Development of microbial cell factories for short peptides and functional characterization
This line of research focuses on heterologous production of bee-venom peptides using probiotic microbes. Although the therapeutic potential of bee venom has been discussed in traditional medicine, its broader biomedical application has been limited by the difficulty of large-scale production. As alternatives to natural extraction and chemical synthesis, microbial production can reduce ecological impact and environmental pollution risks while enabling high-yield and high-purity production of bee-venom peptides for medical use. We have completed an initial investigation of the repair and protective effects of bee-venom peptides on motor neurons and published one journal article (Applied Microbiology and Biotechnology (2024), 108, 496; corresponding author). In the next phase, we will incorporate AI-based prediction and design of peptide mutants to further enhance efficacy.

Substitution and degradation of petrochemical plastics: bioprocess development and value-added conversion
As plastic pollution continues to intensify—especially for plastics that are difficult to degrade—this research addresses two main directions: (i) developing bio-based feedstocks to replace petrochemical plastics, and (ii) identifying effective strategies to degrade and valorize plastic waste. To date, we have published four related journal articles, including two studies on microbial production of the bioplastic precursor polyhydroxybutyrate (PHB) (Essays in Biochemistry (2021), 65(2), 337–353; Bioresource Technology Reports (2022), 18, 101048). In addition, we published two studies on microbial conversion of waste lignocellulosic substrates into high-value products, including ton-scale fermentation for D-lactic acid production (Bioresource Technology (2024), 413, 131553; corresponding author) and diversified bioenergy production (Bioresource Technology (2025), 429, 132489; corresponding author).
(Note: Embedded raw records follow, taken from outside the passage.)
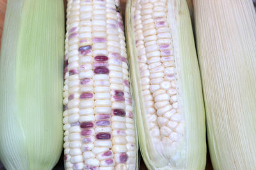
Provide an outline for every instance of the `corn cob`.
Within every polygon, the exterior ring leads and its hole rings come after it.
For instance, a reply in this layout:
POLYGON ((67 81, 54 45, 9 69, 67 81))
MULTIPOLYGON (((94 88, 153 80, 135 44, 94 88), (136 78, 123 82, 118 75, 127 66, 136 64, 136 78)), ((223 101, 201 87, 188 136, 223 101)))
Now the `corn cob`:
POLYGON ((64 154, 69 169, 136 169, 137 144, 119 1, 69 0, 64 154))
POLYGON ((194 1, 214 169, 256 169, 256 13, 252 0, 194 1))
POLYGON ((0 57, 0 159, 51 169, 63 148, 62 0, 10 0, 0 57))
POLYGON ((186 0, 128 1, 125 17, 144 162, 150 169, 203 169, 204 106, 186 0))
Development of functional microbial strains and their potential applications in aquaculture
In collaboration with a research team at National Taiwan Ocean University, we co-applied for projects supported by the Fisheries Agency to assist the shrimp aquaculture industry and to establish microbial pathogen detection capacity. From 2021 to 2024, our team published seven journal articles in leading journals in this field. Notably, my laboratory has developed and evaluated probiotic strategies aligned with key sustainability goals, including low-carbon and precision health management, replacement of conventional feed additives, reduced reliance on chemical agents, and lower operational costs. These efforts resulted in two publications: Scientific Reports(2023), 13:2248 (first author); and Fish and Shellfish Immunology (2023), 135, 108661 (corresponding author). Moving forward, we will further examine how pollution and environmental stressors affect cultured aquatic animals and develop microbial approaches to mitigate risks associated with environmental pollution and extreme climate conditions.